Menurutnya kendala teknis ini tidak hanya terjadi di Minsel saja, tetap persoalan yang sama juga terjadi di sejumlah daerah di Provinsi Sulawesi Utara. Kendati begitu Tombokan memastikan kendala teknis itu segera diatasi dan pembayaran gaji akan segera diselesaikan.

“Pak Bupati langsung merespon dengan cepat menugaskan saya dan Kabid Perbendaharaan untuk berkonsultasi langsung dengan Pusat Data dan Informasi (Pusdatin) Kementrian Dalam Negeri pada Kamis besok.

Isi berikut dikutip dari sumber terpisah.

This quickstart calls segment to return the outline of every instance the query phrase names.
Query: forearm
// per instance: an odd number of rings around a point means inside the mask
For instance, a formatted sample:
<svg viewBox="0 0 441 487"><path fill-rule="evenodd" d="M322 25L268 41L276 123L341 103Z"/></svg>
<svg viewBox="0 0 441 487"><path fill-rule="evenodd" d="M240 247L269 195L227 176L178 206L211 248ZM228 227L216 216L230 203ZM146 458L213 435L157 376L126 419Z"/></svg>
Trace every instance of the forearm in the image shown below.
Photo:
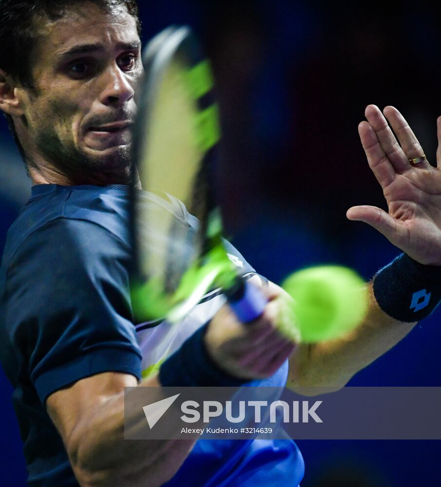
<svg viewBox="0 0 441 487"><path fill-rule="evenodd" d="M384 313L375 300L372 282L367 285L368 307L363 322L342 338L301 345L290 359L287 387L307 394L313 394L315 388L340 389L413 328L416 323L397 321Z"/></svg>
<svg viewBox="0 0 441 487"><path fill-rule="evenodd" d="M160 384L157 376L138 387ZM134 428L145 427L142 410L130 418ZM124 439L124 393L102 404L73 431L70 457L82 487L160 486L171 478L190 453L193 440Z"/></svg>

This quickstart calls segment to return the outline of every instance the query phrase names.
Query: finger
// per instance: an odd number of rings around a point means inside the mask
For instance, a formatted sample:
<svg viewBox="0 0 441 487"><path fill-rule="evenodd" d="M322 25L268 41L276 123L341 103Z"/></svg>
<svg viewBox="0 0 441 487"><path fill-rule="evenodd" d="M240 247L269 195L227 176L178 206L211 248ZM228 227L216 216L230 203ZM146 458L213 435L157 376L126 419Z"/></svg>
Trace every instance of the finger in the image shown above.
<svg viewBox="0 0 441 487"><path fill-rule="evenodd" d="M292 341L281 337L279 335L274 334L262 344L260 347L254 347L250 349L249 347L244 348L239 363L242 367L252 366L253 364L258 363L260 364L268 362L270 357L275 354L278 354L281 350L288 345L293 345Z"/></svg>
<svg viewBox="0 0 441 487"><path fill-rule="evenodd" d="M404 117L397 109L394 107L386 107L383 113L398 137L400 145L407 159L424 157L424 150L418 139ZM430 166L427 160L415 165L419 168L428 168Z"/></svg>
<svg viewBox="0 0 441 487"><path fill-rule="evenodd" d="M384 189L394 180L395 170L386 156L375 131L367 122L362 122L359 125L358 133L369 167Z"/></svg>
<svg viewBox="0 0 441 487"><path fill-rule="evenodd" d="M400 246L406 230L405 224L380 208L368 205L352 206L346 216L352 221L364 222L382 233L392 244Z"/></svg>
<svg viewBox="0 0 441 487"><path fill-rule="evenodd" d="M395 172L401 173L409 169L410 165L408 159L400 147L380 109L375 105L368 105L364 111L364 115L375 131L380 145Z"/></svg>
<svg viewBox="0 0 441 487"><path fill-rule="evenodd" d="M256 369L258 373L271 375L277 371L284 362L294 352L297 345L292 342L281 343L277 348L268 350L262 355L259 359L259 365Z"/></svg>
<svg viewBox="0 0 441 487"><path fill-rule="evenodd" d="M438 138L438 147L437 149L437 167L441 168L441 117L437 119L437 135Z"/></svg>

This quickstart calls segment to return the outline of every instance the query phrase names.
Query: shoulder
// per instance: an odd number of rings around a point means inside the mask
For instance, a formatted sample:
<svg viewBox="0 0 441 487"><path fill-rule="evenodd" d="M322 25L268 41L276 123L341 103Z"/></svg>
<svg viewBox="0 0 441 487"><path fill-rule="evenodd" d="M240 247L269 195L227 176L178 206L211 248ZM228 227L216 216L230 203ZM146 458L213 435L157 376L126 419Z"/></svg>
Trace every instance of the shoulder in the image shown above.
<svg viewBox="0 0 441 487"><path fill-rule="evenodd" d="M93 244L97 249L111 241L130 247L127 190L117 187L41 186L47 187L35 192L9 229L3 267L20 249L38 244L45 248L58 243L79 248Z"/></svg>

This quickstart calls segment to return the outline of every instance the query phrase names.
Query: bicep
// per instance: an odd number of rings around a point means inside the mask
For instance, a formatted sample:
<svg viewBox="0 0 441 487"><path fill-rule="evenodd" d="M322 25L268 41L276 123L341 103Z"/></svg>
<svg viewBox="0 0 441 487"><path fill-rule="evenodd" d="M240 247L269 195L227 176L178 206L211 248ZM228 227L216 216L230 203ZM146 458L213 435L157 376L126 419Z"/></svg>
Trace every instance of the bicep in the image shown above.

Sehingga masalah teknis ini bisa segera diatasi,” kata Tombokan. Apalagi menurutnya biasanya setiap awal bulan gaji sudah diterima, namun di awal bulan Januari 2024 ini pembayaran mengalami keterlambatan yang disebabkan karena sistem bermasalah pada SIPD.

Dia berharap jajaran kepala perangkat daerah di lingkup Pemkab Minsel untuk bisa menjelaskan ini ke ASN di instansi masing-masing sehingga tidak terjadi diisnformasi yang menyebabkan kesalahpahaman.

“Mohon kerjasamanya, persoalan teknis segera clear dalam tempo yang relatif singkat,” harapnya sembari menambahkan sistem untuk pembayaran gaji ASN, pihaknya harus lebih dulu melakukan entry data ke aplikasi SIPD RI.

Setelah mendapatkan persetujuan, selanjutnya BKAD menerbitkan Penerbitan Surat Perintah Pencairan Dana (SP2D) untuk masing-masing Perangkat Daerah (PD) yang sudah mengajukan.

Setelah SP2D ditandatangani semua, kemudian teruskan ke BSG secara sistem.